Whitfield John B
QIMR Berghofer Medical Research Institute, Brisbane, Australia.
Clin Biochem Rev. 2014 Feb;35(1):15-36.
Many biochemical traits are recognised as risk factors, which contribute to or predict the development of disease. Only a few are in widespread use, usually to assist with treatment decisions and motivate behavioural change. The greatest effort has gone into evaluation of risk factors for cardiovascular disease and/or diabetes, with substantial overlap as 'cardiometabolic' risk. Over the past few years many genome-wide association studies (GWAS) have sought to account for variation in risk factors, with the expectation that identifying relevant polymorphisms would improve our understanding or prediction of disease; others have taken the direct approach of genomic case-control studies for the corresponding diseases. Large GWAS have been published for coronary heart disease and Type 2 diabetes, and also for associated biomarkers or risk factors including body mass index, lipids, C-reactive protein, urate, liver function tests, glucose and insulin. Results are not encouraging for personal risk prediction based on genotyping, mainly because known risk loci only account for a small proportion of risk. Overlap of allelic associations between disease and marker, as found for low density lipoprotein cholesterol and heart disease, supports a causal association, but in other cases genetic studies have cast doubt on accepted risk factors. Some loci show unexpected effects on multiple markers or diseases. An intriguing feature of risk factors is the blurring of categories shown by the correlation between them and the genetic overlap between diseases previously thought of as distinct. GWAS can provide insight into relationships between risk factors, biomarkers and diseases, with potential for new approaches to disease classification.

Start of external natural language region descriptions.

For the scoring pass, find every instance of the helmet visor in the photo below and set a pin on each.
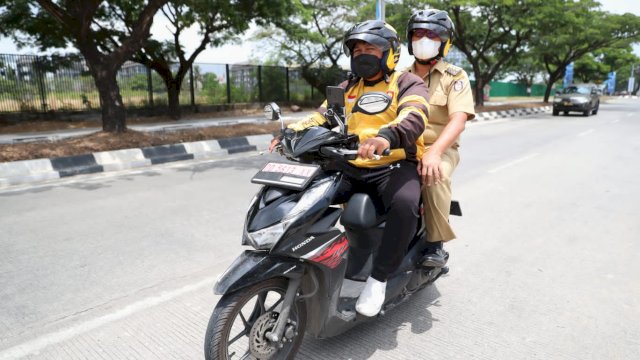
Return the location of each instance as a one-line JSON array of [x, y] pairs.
[[372, 39], [442, 32]]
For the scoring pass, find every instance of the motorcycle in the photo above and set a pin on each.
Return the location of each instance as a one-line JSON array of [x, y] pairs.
[[304, 274]]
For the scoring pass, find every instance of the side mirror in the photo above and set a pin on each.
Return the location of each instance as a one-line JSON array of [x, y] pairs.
[[272, 111], [372, 103]]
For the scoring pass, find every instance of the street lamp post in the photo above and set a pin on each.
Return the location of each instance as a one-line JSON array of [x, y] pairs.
[[380, 10]]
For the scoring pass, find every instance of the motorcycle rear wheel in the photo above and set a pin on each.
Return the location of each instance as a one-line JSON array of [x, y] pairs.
[[231, 333]]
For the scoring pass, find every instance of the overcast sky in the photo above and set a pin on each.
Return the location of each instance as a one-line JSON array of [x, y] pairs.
[[242, 53]]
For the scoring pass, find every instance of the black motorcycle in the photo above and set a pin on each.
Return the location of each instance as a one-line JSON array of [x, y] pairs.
[[304, 274]]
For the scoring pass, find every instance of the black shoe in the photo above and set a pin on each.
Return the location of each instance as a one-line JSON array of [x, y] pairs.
[[436, 258]]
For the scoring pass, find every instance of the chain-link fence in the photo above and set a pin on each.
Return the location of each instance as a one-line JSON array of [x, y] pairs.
[[30, 83]]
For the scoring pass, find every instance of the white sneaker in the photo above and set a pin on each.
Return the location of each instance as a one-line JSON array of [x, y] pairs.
[[371, 298]]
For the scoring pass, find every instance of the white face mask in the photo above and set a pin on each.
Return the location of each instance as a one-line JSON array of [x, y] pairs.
[[425, 48]]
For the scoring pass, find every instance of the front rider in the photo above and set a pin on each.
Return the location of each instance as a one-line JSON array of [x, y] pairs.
[[391, 181], [430, 33]]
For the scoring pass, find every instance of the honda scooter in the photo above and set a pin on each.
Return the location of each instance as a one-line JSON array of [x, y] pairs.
[[304, 273]]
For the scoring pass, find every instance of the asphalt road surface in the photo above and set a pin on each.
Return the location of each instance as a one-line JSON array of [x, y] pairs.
[[547, 264]]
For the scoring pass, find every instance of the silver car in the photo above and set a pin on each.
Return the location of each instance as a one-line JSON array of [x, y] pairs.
[[580, 98]]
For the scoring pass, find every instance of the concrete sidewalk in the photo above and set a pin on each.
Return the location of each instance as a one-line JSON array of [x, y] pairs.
[[38, 170], [162, 126]]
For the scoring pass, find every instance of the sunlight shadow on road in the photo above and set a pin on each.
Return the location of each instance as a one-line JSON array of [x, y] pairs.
[[377, 334]]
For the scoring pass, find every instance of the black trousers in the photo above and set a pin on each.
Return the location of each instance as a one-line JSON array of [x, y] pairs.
[[394, 189]]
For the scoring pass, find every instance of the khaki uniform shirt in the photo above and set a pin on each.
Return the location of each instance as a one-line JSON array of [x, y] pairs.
[[449, 92]]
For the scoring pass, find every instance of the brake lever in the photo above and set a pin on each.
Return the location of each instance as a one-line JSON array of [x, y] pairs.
[[385, 152]]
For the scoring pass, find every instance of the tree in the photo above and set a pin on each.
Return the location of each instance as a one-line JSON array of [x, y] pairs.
[[313, 38], [526, 69], [85, 24], [581, 30], [218, 21]]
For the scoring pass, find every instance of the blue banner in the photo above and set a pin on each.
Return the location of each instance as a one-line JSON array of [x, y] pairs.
[[568, 76]]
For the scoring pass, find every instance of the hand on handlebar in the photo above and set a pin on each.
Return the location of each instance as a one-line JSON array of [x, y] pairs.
[[274, 143], [372, 148]]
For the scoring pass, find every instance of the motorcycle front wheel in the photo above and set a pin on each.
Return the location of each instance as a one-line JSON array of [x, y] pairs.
[[241, 319]]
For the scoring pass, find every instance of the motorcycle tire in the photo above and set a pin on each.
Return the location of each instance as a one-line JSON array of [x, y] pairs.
[[238, 306]]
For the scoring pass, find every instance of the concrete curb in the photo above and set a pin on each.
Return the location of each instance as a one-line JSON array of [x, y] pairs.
[[20, 172], [26, 171]]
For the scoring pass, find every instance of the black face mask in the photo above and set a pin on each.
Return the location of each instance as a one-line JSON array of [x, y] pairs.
[[365, 66]]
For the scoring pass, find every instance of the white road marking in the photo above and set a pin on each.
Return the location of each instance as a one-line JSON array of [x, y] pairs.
[[59, 336], [586, 132], [531, 156], [101, 176]]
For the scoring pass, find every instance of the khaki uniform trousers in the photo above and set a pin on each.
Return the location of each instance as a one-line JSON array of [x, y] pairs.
[[437, 200]]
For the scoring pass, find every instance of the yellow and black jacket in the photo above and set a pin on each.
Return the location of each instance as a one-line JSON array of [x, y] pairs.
[[402, 124]]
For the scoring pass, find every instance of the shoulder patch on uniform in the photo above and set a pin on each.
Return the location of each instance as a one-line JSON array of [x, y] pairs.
[[453, 70]]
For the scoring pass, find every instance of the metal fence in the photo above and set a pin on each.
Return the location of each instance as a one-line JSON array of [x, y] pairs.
[[30, 83]]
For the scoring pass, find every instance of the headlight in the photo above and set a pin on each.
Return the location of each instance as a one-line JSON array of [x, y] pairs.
[[309, 198], [265, 238]]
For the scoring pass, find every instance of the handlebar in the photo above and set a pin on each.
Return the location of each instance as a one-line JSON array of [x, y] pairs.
[[352, 154]]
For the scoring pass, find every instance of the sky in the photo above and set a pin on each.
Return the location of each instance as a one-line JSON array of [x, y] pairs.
[[238, 53]]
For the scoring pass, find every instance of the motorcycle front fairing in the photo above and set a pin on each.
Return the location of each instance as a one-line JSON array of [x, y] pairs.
[[252, 267]]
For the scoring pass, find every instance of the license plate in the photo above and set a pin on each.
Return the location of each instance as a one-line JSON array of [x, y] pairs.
[[289, 176]]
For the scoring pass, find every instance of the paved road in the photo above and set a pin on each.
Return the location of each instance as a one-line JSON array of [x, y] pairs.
[[120, 266]]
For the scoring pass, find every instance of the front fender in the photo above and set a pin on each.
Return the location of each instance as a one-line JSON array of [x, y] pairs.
[[252, 267]]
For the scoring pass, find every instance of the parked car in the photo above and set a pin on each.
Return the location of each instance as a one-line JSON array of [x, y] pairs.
[[579, 98]]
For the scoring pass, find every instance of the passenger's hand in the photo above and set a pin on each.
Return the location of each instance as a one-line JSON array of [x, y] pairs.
[[276, 140], [371, 146], [430, 168]]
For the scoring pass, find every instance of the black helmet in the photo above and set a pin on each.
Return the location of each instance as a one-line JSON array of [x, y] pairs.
[[380, 34], [434, 20]]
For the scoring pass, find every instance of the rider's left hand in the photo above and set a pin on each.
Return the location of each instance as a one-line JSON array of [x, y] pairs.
[[371, 146]]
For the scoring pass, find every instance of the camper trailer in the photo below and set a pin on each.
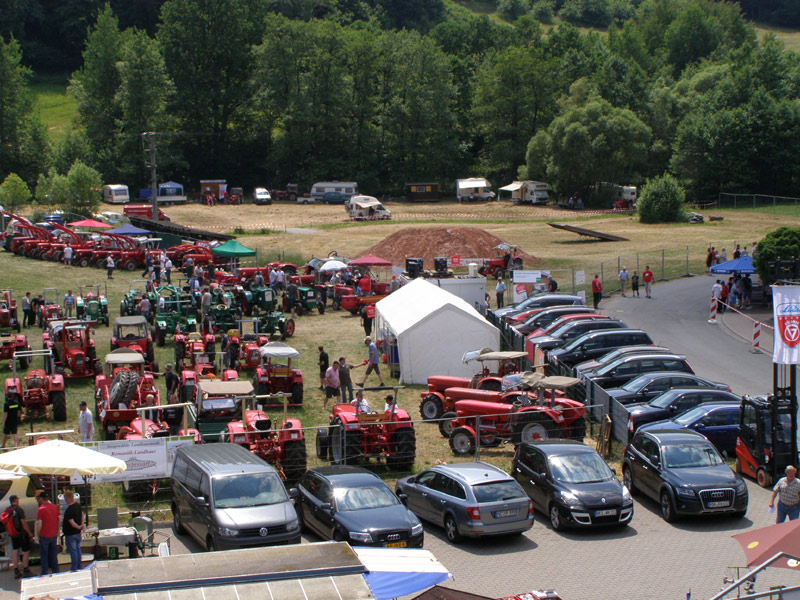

许多生化特征被认为是风险因素,它们促成或预测疾病的发展。只有少数几种被广泛应用,通常用于辅助治疗决策和推动行为改变。人们在评估心血管疾病和/或糖尿病的风险因素方面付出了最大努力,这些因素大量重叠,构成了“心脏代谢”风险。在过去几年中,许多全基因组关联研究(GWAS)试图解释风险因素的变异,期望识别相关多态性能够增进我们对疾病的理解或预测;其他研究则采用针对相应疾病的基因组病例对照研究的直接方法。已经发表了关于冠心病和2型糖尿病以及包括体重指数、血脂、C反应蛋白、尿酸、肝功能检查、血糖和胰岛素在内的相关生物标志物或风险因素的大型GWAS。基于基因分型进行个人风险预测的结果并不令人鼓舞,主要是因为已知的风险位点仅占风险的一小部分。疾病与标志物之间等位基因关联的重叠,如低密度脂蛋白胆固醇与心脏病之间的关联,支持因果关系,但在其他情况下,基因研究对公认的风险因素提出了质疑。一些位点对多种标志物或疾病显示出意想不到的影响。风险因素的一个有趣特征是它们之间的相关性以及以前被认为是不同疾病之间的基因重叠所显示的类别模糊性。GWAS可以深入了解风险因素、生物标志物和疾病之间的关系,为疾病分类的新方法提供潜力。